Insurance Premium Tax (IPT) – covering most general insurance – has increased substantially since its inception in 1994. In particular, since 2011 IPT has climbed rapidly as policymakers have sought additional revenue to reduce the deficit in the public finances. At present the standard rate of IPT stands at 12%, about five times its initial rate of 2.5%.
IPT now raises more revenue than beer & cider duties, wine duties and spirits duties. It is set to raise more revenue than inheritance tax over the next three years, according to Office for Budget Responsibility projections. Since 1994 the standard rate of IPT has increased more rapidly than tobacco duty.
Such large hikes in IPT have taken place despite a lack of published evidence around its impact on consumer behaviour and household finances, especially with respect to the distributional consequences of changes in IPT. This Social Market Foundation report presents new analysis into the impact of IPT on households and shows that:
- The amount of revenue raised from IPT in the 2016/17 financial year was equal to
£179 for every British household.
- About half of this is paid directly by households on insurance products, with the remainder paid by businesses. Business costs associated with IPT are likely, at least in part, to feed through into the finances of UK households – through higher consumer prices, lower dividends and reduced profits for business owners.

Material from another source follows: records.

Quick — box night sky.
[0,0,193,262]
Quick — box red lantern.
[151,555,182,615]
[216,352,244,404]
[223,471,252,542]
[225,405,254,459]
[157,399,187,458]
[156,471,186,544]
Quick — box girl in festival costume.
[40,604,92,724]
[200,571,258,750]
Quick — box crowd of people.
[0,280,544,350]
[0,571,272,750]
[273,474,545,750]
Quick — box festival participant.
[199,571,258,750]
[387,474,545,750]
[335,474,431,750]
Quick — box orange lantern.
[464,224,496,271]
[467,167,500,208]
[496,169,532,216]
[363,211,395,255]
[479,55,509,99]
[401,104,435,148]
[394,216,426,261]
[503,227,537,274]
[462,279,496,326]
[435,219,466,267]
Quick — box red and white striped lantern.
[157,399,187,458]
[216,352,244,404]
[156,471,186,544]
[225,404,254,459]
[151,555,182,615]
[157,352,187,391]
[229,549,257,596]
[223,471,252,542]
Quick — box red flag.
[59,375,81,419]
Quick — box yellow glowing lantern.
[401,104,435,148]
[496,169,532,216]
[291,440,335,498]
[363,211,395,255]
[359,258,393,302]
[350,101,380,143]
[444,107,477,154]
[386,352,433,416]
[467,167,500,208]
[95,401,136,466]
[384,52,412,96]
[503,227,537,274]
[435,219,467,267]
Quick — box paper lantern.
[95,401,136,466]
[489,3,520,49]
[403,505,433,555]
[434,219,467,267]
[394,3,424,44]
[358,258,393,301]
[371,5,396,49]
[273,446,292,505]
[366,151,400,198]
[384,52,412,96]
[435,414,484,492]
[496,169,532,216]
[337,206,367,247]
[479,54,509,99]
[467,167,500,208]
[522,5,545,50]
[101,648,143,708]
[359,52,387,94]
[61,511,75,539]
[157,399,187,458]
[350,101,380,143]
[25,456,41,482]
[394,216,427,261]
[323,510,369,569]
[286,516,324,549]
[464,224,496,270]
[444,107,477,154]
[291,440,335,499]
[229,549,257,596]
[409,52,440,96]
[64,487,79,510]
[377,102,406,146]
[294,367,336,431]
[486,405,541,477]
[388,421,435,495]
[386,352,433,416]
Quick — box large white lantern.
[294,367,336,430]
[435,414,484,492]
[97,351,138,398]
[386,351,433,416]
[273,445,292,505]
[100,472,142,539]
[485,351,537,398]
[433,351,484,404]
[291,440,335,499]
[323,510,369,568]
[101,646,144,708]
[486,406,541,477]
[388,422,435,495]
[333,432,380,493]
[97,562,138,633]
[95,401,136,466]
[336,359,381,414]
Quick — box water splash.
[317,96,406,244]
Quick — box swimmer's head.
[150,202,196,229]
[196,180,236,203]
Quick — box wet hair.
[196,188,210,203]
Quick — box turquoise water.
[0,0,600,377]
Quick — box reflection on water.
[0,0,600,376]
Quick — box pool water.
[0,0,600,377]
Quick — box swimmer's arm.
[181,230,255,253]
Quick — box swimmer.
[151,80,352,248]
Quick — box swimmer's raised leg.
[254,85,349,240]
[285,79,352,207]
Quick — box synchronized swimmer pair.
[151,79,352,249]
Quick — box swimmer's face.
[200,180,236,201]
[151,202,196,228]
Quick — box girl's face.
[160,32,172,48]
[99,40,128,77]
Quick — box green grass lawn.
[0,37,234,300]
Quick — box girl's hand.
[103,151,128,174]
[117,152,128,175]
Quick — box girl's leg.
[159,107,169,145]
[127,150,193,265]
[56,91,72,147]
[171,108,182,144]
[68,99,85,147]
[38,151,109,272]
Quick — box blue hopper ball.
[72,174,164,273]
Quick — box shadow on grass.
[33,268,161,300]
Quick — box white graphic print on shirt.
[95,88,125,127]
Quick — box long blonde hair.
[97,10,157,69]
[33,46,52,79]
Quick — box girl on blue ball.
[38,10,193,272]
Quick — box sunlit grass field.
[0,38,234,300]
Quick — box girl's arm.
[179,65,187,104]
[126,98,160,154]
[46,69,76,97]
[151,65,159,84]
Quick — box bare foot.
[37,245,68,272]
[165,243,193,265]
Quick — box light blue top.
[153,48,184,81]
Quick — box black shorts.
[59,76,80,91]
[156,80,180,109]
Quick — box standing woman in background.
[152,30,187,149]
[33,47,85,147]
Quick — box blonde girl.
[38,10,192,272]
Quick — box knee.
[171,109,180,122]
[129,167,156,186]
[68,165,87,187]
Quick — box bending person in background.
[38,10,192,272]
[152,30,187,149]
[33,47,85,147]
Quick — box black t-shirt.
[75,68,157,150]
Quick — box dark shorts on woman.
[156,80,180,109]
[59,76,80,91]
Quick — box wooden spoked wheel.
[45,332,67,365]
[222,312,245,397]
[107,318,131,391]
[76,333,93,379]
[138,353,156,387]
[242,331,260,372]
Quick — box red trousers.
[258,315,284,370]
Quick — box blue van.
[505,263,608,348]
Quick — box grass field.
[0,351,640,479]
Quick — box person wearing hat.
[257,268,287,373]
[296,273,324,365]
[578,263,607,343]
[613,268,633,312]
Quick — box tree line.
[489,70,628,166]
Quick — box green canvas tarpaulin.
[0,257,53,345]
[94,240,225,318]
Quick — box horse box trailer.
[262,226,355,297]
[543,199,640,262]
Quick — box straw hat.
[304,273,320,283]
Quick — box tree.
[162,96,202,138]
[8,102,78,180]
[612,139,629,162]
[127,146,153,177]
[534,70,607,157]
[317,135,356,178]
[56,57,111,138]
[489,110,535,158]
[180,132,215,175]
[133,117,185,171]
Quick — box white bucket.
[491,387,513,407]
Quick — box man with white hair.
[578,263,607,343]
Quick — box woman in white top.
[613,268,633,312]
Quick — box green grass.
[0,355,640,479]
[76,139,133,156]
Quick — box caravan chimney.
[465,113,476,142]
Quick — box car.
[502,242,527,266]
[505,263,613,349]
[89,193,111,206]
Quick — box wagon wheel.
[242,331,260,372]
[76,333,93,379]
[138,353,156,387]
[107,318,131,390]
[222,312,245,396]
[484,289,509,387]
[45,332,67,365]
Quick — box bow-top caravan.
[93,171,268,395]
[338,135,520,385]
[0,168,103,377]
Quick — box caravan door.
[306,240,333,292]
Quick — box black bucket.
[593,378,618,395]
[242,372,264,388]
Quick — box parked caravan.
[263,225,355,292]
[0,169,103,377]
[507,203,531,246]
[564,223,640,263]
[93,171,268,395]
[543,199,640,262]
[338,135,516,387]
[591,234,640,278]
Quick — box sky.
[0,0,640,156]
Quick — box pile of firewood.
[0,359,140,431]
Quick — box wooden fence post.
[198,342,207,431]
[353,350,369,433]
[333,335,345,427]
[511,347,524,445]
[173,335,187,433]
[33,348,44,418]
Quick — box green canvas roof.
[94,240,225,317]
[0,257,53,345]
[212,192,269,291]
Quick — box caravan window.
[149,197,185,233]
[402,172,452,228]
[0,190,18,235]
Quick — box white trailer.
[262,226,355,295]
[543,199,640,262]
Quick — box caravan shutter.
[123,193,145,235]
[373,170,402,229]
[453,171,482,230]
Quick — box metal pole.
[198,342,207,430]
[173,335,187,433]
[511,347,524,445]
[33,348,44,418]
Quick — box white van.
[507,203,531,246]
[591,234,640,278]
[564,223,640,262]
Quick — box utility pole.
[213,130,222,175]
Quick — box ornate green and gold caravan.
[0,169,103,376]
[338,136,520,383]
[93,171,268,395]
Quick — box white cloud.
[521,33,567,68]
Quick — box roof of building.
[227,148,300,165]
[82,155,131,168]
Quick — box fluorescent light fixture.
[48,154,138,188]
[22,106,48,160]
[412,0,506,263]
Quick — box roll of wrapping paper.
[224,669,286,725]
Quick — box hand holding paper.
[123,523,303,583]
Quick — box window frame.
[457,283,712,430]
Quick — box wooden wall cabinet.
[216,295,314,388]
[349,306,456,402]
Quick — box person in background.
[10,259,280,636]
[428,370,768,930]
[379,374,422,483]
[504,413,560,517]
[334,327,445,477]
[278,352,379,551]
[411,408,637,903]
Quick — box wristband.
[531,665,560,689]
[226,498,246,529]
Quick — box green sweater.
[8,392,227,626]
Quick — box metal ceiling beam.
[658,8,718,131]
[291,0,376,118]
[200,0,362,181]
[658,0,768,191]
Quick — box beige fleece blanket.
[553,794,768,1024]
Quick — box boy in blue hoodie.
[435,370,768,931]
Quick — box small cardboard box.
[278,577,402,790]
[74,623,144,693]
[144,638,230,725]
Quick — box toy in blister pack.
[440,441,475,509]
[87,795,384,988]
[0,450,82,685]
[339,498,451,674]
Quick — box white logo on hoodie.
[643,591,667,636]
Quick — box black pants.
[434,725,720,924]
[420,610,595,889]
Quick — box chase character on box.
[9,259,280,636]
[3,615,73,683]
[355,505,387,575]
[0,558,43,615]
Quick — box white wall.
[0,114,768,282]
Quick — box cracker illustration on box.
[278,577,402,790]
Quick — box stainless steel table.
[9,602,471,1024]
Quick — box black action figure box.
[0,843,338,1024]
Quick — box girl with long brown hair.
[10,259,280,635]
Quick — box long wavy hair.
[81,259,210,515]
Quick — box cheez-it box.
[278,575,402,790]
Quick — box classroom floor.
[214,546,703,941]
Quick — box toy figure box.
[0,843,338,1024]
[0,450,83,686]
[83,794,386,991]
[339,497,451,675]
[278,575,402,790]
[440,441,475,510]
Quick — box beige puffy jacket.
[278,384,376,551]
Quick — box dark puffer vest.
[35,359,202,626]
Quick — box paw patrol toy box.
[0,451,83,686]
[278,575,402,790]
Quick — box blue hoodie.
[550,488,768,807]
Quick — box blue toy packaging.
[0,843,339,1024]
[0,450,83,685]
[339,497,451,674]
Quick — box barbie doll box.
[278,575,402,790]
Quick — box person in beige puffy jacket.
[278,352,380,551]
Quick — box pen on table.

- Forecasts suggest that the per-household annual costs of IPT are set to increase and rise above £200 from 2018.
- If the standard rate of IPT had remained at 5%, its rate prior to 2011, then the savings per UK household could be significant. For the current fiscal year, 2017/18, we estimate that households are directly paying about £50 per year more as a result of higher IPT. If the business costs associated with higher IPT are ultimately borne by households, then the per household cost could be as high as £105.
- To put this into context, costs of over £100 associated with higher IPT could, for a typical income taxpaying worker, offset the financial benefits of the April 2017 increase in personal allowances from £11,000 to £11,500.
- IPT is a regressive form of taxation; lower income households spend a greater proportion of their disposable income on insurance (excluding IPT-exempt life insurance) than the richest households.
Survey research undertaken as part of this study suggest a widespread lack of awareness of IPT’s existence or the extent to which it has changed in recent years. About half of the 2,000 adults surveyed were unaware of the existence of IPT before taking part in the survey – notably higher than the other taxes and duties we asked them about. IPT might therefore be described a “stealth tax”, a term that captures public cynicism about the honesty and transparency of the tax system.
The regressive nature of IPT, lack of awareness of the tax and the fact that it has increased significantly should be key considerations for policymakers making decisions on this form of taxation. As the Institute for Fiscal Studies has noted, recent increases in IPT have been made by government without deep consideration of what the economically optimal rate of the tax should be. The IFS has suggested that a low single-digit rate for consumers would be appropriate, suggesting that the current rate of 12% is excessive.